Brain development and assessing the supply of polyunsaturated fatty acid.

Clandinin MT. Lipids. 1999 Feb;34(2):131-7.

embrane lipids are necessary for structure and function of the developing nervous system. Rapid synthesis of brain tissue occurs during the last trimester of development of the human brain and the early postnatal weeks. This synthesis of brain structure involves the formation of complex lipids, many of which contain significant quantities of chain-elongated desaturated homologs of essential fatty acids. The present report discusses the implications of change in nutritional status on processes of brain development and metabolic events that involve lipids.

Omega-3 for baby and me: material development for a WIC intervention to increase DHA intake during pregnancy.

Troxell H, Anderson J, Auld G, Marx N, Harris M, Reece M, Allen K. Matern Child Health J. 2005 Jun;9(2):189-97.

OBJECTIVE: The purpose of this project was to develop educational materials for a Special Supplemental Nutrition Program for Women, Infants, and Children (WIC) program intervention in Denver, Colorado. Despite accumulating evidence of the importance of docosahexaenoic acid (DHA) during pregnancy, there has been no attempt to develop a targeted nutrition intervention to improve birth outcomes among high-risk women. The goal of the Omega-3 for Baby and Me intervention, for which these materials were developed, is to increase the consumption of DHA-rich foods to decrease the risk for premature delivery and low-birth weight babies among this population. METHOD: Following collection of data from eight focus groups among the target audience, the principles of the Health Belief Model were used to develop materials to address the needs, barriers, and motivators of this audience. In addition, process evaluation pilot testing was used to evaluate recipes and logos during the material development. RESULTS: Materials developed for this intervention include a logo, 9-month calendar, stickers, shopping lists, recipes, recipe holder, magnetic clip, nylon pouch, and recruitment materials. CONCLUSION: The use of focus groups and pilot testing increased the target audience acceptance of education materials that are being used for the Omega-3 for Baby and Me intervention. Successful outcomes from the Omega-3 for Baby and Me intervention, i.e., decreasing the incidence of preterm birth and low-birth weight, will have implications for supplemental food policies at state and national levels.

Decreased levels of polyunsaturated fatty acids in preeclampsia.

Wang YP, Kay HH, Killam AP. Am J Obstet Gynecol. 1991 Mar;164(3):812-8.

Plasma levels of polyunsaturated fatty acids in the n-3 and n-6 classes, which include linoleic, linolenic, arachidonic, eicosapentaenoic, and docosahexaenoic acids, were quantified with high-performance liquid chromatography in nonpregnant volunteers and in patients with normal pregnancies or preeclampsia at term. The total polyunsaturated fatty acid levels were not significantly different between nonpregnant and normal pregnant patients but was significantly lower in the preeclamptic patients compared with normal pregnant patients.

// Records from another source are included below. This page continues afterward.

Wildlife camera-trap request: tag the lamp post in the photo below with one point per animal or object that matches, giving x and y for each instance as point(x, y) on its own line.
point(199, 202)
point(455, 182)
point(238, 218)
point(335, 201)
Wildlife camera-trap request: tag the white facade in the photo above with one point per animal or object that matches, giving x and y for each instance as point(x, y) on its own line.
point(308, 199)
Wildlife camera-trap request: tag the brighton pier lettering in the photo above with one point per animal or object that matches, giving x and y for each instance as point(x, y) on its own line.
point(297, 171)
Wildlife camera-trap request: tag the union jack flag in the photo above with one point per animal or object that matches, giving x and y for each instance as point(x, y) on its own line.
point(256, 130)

This decreased level could represent altered fatty acid metabolism or altered storage and mobilization from lipid pools. Compared with nonpregnant patients, normal pregnant patients had significantly higher levels of eicosapentaenoic and docosahexaenoic acid. This may reflect normal physiologic changes in pregnancy, and the decreased level of eicosapentaenoic acid seen in preeclamptic patients may play a significant role in the pathophysiology of preeclampsia.